Eu não sou dona de mim. Não pertenço ao lugar onde estou. E sim para o que vou. O poder sobre as pernas estende-se à vontade. A liberdade o une ao mínimo fio de sanidade. A fragilidade de sua força aguenta as curvas do meu corpo, mas não as minhas palavras. Eu não sou dona de mim. Não pertenço ao lugar onde estou. E sim para o que vou.

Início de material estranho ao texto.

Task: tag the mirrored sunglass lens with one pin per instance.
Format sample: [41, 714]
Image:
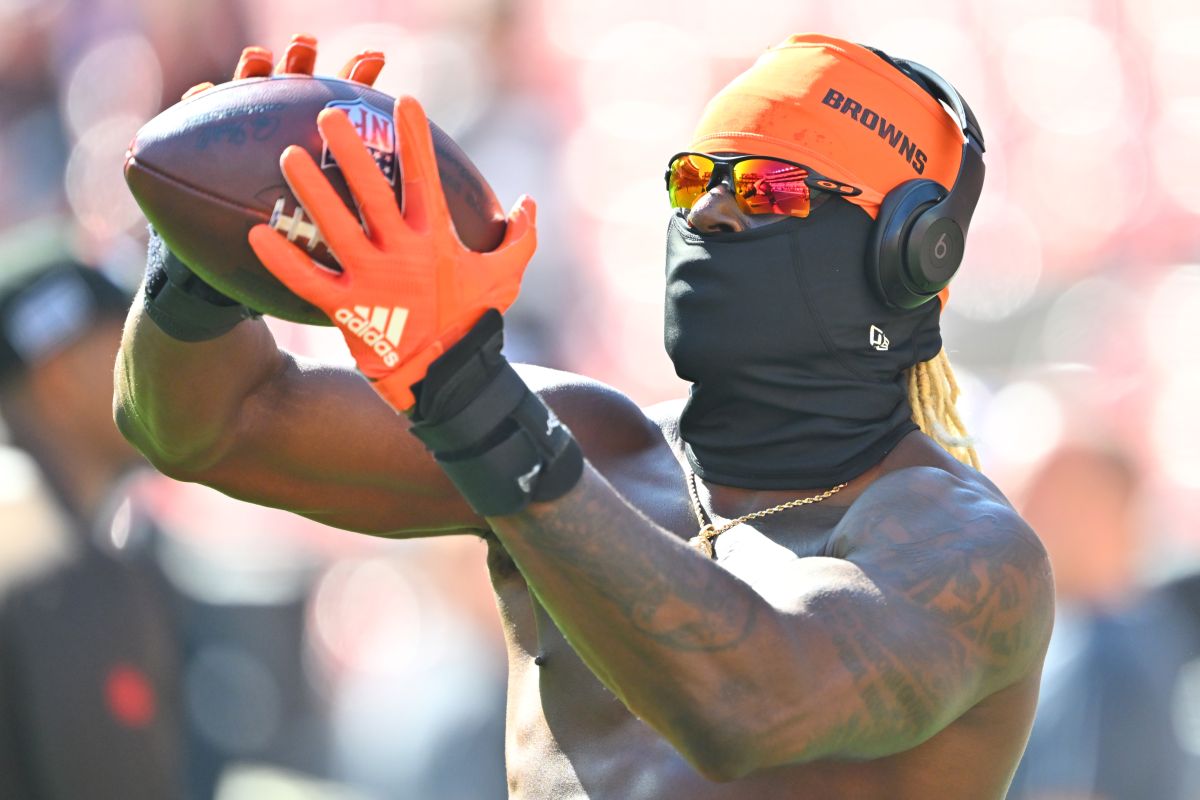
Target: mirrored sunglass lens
[689, 179]
[768, 186]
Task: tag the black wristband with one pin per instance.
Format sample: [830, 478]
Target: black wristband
[499, 444]
[183, 305]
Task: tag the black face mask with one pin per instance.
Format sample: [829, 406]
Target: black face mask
[797, 366]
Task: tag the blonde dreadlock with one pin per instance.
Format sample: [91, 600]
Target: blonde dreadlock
[933, 392]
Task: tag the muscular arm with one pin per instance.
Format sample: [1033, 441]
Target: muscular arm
[257, 423]
[940, 600]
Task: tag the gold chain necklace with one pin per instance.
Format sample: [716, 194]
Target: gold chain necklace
[703, 540]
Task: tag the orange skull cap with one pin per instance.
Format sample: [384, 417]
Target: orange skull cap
[839, 108]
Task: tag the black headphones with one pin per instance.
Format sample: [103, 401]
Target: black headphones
[921, 232]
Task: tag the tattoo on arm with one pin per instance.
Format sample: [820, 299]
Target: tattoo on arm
[678, 602]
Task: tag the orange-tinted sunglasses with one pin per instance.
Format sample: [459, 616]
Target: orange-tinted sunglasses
[760, 185]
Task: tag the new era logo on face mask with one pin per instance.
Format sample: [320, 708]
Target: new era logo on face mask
[879, 341]
[379, 328]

O peso é falso e as ideias construídas continuam a sobrepor-se ao real e suportável. O sonho cresce a cada momento e confunde-se às imagens da menina que não sabia amar. Eu não sou dona de mim. Não pertenço ao lugar onde estou. E sim para o que vou. A lembrança de um passado cansado de si volta com vontade de desaparecer no ar, assumir forma mutável e passar a ser outra, de outra. Mas os pés seguem no chão e sentem tudo, com o calor do asfalto queimando as beiradas e fazendo do meio um ponto de insensibilidade. Eu não sou dona de mim. Não pertenço ao lugar onde estou. E sim para o que vou. O lugar a chegar é novo, mas traz as pegadas do último passo. Bom ou ruim, pesado ou leve, com ou sem certeza, ele vem. E quando se tornar realidade, deixarei de pertencer a ele e perseguirei o próximo, onde morará o que sobreviver a mim. Eu sou o lugar.